By Frank Moher
I followed Hurricane Gustav not on CNN, not on the newspaper websites (and certainly not on the newspapers themselves), but via Twitter. What, you may ask, is Twitter? Twitter is a service that allows you to post messages to the web of up to 140 characters. Initially the idea was to tell the world, or at least anyone who was bothering to follow you, what you were up to at that moment — kind of like Facebook status updates writ large. But given the general insipidness of the idea that anyone would really care what you were up to at that moment, “tweets” (as posts to Twitter are called) quickly evolved to incorporate political comment, social observation, recommended links, and . . . a lotta messages about what people were up to at that moment.
At any rate, Twitter came into its own over the last few days, as various New Orleanians who’d chosen not to evacuate their city used it to report, not on what they were doing, but what was being done to them. Their dispatches had the same sort of punch that Edward R. Murrow’s reports from bombed-out London must once have had, and without the attendant propaganda.
In fact, it was the lack of melodrama and hype that distinguished Twitter’s citizen-reporting from that of the cable news networks. By early Monday morning, I was able to go to bed reasonably assured that Gustav was no Katrina. The messages from Twitterers started portentously enough: “The wind outside is ROARING outside my house now. VERY loud,” wrote emmaleigh3 at about the time the hurricane reached land. Tweeted kareng: “Power out wind picking up my friend who I am staying with just paid his flood onsurance [sic] over the phone.”

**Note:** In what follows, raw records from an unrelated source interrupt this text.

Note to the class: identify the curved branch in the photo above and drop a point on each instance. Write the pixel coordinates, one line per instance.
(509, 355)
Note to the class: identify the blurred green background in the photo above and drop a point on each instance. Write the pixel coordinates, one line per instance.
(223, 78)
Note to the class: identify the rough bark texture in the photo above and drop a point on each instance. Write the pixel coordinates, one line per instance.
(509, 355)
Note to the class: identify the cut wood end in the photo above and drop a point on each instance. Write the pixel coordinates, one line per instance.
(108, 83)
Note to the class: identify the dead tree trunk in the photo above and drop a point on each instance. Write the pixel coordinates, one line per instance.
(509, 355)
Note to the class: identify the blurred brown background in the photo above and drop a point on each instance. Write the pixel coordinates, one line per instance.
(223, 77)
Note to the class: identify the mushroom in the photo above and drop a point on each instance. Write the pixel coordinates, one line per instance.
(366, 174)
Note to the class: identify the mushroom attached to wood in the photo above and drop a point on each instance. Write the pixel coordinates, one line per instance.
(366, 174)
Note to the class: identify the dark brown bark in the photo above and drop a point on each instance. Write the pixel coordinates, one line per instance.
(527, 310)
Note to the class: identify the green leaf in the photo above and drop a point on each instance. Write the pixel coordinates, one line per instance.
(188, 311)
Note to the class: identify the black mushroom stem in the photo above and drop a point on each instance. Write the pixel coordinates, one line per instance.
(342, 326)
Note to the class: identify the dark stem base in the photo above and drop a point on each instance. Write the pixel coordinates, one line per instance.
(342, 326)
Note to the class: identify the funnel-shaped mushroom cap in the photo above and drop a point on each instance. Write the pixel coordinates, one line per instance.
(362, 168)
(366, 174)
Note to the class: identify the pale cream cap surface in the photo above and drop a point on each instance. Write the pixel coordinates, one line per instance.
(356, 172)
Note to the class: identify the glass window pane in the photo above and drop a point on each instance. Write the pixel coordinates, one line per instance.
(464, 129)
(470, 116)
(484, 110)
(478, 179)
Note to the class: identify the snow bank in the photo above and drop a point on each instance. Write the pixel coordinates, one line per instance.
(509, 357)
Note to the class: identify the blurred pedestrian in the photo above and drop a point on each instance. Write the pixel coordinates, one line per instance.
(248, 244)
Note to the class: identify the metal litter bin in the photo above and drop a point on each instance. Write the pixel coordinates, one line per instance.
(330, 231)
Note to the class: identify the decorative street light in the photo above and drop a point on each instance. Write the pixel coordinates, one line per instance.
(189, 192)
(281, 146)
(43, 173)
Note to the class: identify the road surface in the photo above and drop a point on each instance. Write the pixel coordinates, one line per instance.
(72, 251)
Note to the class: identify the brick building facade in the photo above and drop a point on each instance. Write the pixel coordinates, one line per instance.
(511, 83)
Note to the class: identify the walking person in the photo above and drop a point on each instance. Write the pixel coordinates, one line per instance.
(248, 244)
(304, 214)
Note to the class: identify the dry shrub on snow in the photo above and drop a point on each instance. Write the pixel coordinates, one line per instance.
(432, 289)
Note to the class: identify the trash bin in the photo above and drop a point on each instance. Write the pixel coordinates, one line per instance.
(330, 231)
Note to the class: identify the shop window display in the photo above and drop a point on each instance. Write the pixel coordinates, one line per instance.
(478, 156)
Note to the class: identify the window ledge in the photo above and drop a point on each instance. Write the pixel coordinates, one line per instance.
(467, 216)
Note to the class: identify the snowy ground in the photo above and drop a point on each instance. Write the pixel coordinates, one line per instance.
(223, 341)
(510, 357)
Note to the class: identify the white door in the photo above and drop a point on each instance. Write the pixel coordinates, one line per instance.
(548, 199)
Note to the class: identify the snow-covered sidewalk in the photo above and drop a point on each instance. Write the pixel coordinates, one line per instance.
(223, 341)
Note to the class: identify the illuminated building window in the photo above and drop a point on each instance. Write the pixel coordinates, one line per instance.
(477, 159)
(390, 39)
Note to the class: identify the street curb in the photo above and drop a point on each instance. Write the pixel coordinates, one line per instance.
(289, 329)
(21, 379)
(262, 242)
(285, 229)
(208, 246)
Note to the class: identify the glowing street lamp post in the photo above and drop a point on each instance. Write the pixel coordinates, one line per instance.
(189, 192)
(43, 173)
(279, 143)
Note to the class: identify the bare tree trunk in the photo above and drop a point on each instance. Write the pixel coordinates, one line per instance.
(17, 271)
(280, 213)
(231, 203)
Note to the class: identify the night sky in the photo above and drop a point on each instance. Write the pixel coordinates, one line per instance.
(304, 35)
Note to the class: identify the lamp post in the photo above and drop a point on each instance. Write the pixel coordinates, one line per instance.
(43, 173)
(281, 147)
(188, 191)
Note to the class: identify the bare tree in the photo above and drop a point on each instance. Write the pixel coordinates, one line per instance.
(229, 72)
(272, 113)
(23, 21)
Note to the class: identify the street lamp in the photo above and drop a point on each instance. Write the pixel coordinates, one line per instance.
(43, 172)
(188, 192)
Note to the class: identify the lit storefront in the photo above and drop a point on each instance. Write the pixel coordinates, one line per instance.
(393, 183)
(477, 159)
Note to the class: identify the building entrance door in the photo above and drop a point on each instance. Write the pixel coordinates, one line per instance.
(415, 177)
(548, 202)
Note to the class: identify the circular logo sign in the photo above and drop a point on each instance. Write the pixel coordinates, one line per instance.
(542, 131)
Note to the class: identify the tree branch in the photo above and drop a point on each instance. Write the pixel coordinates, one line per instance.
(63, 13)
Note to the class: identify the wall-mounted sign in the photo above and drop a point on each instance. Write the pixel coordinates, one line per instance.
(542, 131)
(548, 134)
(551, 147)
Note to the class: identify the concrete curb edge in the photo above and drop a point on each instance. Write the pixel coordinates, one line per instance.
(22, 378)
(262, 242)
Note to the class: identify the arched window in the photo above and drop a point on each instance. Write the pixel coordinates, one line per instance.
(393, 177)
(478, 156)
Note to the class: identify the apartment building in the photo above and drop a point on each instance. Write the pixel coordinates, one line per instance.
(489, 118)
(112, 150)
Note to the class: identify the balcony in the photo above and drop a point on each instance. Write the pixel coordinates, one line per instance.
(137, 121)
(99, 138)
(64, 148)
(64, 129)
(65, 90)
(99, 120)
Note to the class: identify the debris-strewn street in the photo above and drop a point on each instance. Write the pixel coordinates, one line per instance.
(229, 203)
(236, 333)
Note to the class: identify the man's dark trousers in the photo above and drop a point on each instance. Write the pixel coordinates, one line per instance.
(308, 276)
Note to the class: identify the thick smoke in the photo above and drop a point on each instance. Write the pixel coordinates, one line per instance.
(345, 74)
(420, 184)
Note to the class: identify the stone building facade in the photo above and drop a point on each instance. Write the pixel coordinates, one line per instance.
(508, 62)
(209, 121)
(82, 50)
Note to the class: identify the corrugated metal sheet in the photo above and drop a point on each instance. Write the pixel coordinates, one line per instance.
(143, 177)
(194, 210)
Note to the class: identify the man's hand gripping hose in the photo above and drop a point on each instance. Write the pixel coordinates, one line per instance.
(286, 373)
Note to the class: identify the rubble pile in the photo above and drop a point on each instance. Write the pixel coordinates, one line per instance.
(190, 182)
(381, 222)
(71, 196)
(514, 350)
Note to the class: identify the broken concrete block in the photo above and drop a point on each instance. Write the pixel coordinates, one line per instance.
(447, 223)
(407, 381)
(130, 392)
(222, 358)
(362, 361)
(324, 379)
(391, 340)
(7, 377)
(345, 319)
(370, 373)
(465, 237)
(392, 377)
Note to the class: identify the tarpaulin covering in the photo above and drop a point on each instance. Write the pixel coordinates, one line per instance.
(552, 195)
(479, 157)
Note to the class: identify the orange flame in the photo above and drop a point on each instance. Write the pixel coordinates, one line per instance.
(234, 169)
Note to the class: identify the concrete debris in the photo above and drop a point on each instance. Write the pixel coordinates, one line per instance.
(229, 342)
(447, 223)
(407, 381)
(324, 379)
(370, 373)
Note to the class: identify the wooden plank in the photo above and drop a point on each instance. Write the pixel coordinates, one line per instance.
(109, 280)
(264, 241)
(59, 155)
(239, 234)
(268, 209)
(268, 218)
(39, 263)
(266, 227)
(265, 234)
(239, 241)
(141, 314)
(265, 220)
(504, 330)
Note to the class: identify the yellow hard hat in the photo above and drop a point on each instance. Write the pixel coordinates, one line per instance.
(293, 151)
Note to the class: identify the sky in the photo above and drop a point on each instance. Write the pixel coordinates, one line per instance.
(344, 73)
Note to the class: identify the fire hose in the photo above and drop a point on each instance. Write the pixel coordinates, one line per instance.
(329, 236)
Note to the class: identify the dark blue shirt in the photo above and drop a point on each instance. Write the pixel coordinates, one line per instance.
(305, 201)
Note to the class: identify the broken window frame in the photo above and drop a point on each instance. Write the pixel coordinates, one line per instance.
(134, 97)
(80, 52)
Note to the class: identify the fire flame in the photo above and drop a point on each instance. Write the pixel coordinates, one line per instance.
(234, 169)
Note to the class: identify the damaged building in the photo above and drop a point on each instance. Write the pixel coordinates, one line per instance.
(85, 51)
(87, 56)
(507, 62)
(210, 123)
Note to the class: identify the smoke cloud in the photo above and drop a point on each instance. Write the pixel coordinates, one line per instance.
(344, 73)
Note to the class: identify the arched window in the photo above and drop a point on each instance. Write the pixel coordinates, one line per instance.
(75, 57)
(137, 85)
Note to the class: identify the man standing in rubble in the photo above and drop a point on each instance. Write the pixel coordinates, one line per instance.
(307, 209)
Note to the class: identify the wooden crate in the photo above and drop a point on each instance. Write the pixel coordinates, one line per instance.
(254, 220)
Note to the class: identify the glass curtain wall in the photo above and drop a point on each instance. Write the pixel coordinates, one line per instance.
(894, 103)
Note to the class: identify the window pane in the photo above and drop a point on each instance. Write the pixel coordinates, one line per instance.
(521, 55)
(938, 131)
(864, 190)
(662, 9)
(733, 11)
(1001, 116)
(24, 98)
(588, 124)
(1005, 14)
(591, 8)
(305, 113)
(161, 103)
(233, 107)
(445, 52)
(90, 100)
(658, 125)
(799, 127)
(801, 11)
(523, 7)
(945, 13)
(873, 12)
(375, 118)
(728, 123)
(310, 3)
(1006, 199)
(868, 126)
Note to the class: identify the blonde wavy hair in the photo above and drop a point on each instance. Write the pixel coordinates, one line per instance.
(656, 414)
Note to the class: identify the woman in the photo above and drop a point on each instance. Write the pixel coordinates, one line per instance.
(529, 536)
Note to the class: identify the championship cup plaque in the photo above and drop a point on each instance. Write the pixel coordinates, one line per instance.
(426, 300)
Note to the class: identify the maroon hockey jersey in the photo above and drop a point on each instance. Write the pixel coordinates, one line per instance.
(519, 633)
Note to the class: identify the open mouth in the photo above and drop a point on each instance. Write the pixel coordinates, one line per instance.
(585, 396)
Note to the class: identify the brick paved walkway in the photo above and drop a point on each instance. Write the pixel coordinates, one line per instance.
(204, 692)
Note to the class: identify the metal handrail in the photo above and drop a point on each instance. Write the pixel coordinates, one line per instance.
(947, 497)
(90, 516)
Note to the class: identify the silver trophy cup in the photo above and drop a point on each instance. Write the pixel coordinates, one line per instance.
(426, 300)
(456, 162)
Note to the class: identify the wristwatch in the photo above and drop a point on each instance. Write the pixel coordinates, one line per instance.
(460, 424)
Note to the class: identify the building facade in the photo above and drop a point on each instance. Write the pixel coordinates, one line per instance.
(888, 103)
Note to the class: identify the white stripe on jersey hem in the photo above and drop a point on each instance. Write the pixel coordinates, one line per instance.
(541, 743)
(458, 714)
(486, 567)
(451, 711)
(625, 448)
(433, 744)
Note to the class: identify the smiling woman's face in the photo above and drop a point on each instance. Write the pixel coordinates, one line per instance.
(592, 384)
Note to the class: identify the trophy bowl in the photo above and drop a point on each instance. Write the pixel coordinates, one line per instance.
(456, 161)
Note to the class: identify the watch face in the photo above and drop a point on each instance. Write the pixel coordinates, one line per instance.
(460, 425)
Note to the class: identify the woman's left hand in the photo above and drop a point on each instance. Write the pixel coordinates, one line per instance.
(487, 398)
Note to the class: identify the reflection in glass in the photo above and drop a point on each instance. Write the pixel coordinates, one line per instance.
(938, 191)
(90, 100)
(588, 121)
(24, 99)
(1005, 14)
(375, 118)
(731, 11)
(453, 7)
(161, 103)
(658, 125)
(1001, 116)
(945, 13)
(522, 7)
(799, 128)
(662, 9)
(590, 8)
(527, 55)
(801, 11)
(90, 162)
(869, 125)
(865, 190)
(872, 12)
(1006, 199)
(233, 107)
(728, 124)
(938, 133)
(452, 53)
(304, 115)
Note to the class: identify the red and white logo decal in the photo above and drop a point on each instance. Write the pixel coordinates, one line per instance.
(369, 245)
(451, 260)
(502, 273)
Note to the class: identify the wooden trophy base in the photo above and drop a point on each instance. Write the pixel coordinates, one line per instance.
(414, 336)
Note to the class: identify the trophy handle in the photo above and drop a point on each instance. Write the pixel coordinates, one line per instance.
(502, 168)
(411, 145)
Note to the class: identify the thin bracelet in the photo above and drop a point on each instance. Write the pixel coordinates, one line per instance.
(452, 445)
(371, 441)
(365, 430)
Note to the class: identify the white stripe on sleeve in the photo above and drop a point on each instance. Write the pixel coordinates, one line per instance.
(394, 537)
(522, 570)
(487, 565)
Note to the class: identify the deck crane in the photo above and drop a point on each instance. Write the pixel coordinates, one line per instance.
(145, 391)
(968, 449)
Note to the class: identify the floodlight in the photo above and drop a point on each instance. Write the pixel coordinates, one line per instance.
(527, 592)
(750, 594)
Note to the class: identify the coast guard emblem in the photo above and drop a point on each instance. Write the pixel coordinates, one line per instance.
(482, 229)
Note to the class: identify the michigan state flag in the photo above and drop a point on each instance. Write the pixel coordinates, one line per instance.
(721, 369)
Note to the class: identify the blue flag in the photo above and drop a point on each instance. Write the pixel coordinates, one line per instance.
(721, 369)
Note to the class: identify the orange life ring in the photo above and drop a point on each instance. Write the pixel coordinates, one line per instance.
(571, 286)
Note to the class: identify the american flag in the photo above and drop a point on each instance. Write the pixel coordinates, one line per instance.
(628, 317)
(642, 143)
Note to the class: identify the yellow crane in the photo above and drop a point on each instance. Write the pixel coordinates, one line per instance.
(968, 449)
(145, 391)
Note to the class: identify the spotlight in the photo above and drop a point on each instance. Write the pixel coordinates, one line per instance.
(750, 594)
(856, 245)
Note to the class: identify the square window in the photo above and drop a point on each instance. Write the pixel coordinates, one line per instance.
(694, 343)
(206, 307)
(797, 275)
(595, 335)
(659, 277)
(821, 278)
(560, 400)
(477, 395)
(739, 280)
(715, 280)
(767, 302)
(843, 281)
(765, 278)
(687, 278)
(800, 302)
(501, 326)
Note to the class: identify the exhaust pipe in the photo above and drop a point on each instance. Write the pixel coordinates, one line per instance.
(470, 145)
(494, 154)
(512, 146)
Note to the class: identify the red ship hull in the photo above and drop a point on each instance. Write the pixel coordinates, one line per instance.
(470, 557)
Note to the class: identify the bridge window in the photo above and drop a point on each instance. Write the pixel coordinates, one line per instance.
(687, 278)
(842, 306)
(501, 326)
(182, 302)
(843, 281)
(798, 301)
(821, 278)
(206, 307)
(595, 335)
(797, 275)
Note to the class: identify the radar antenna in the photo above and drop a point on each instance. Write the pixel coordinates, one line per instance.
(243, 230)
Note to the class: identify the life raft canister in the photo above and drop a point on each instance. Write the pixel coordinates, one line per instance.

But about the same time, Caderoux was reporting “News on surge? — predictions look better compared to Katrina/Rita.” And just an hour after her friend paid up his flood insurance, kareng was sending more reassuring signals: “sun is coming up listening to Garland and drinking coffee.”
It’s true these people were themselves getting much of their information, beyond their five senses, from TV (though mostly from local TV; CNN and MSNBC were roundly derided by NOLA Twitterers as simply inept). And we shouldn’t forget that a lot of lives have been heavily disrupted in areas west and north of New Orleans. But it was instructive to note that, by Monday afternoon, CNN was still bannering its reports with haymaking slogans like “Gustav: Death, Danger, Destruction.” We expect this sort of nonsense from Fox News. Apparently we should also now expect it from CNN.
You’ll have to get yourself a Twitter account — free — to follow the next big story, whatever it may be. More to the point, if you find yourself in the midst of the next big story, get yourself a Twitter acount. Given the currently degraded state of TV news reporting, at least in the States, the rest of us are going to have to pick up the slack.
A footnote: I believe I have made journalistic history with this blog post. Back in the ’40s, Time magazine coined the backwards locution “Says So-and-so,” as in “Says Smith: ‘I don’t like them damn Democrats,'” or “Says Dewey: ‘Truman is toast.'” It is an item of journalese my students still find peculiar, with good reason. Nevertheless, I have in this post used the phrase “Tweeted kareng,” thus bringing Henry Luce’s insults to the language into the 21st-century.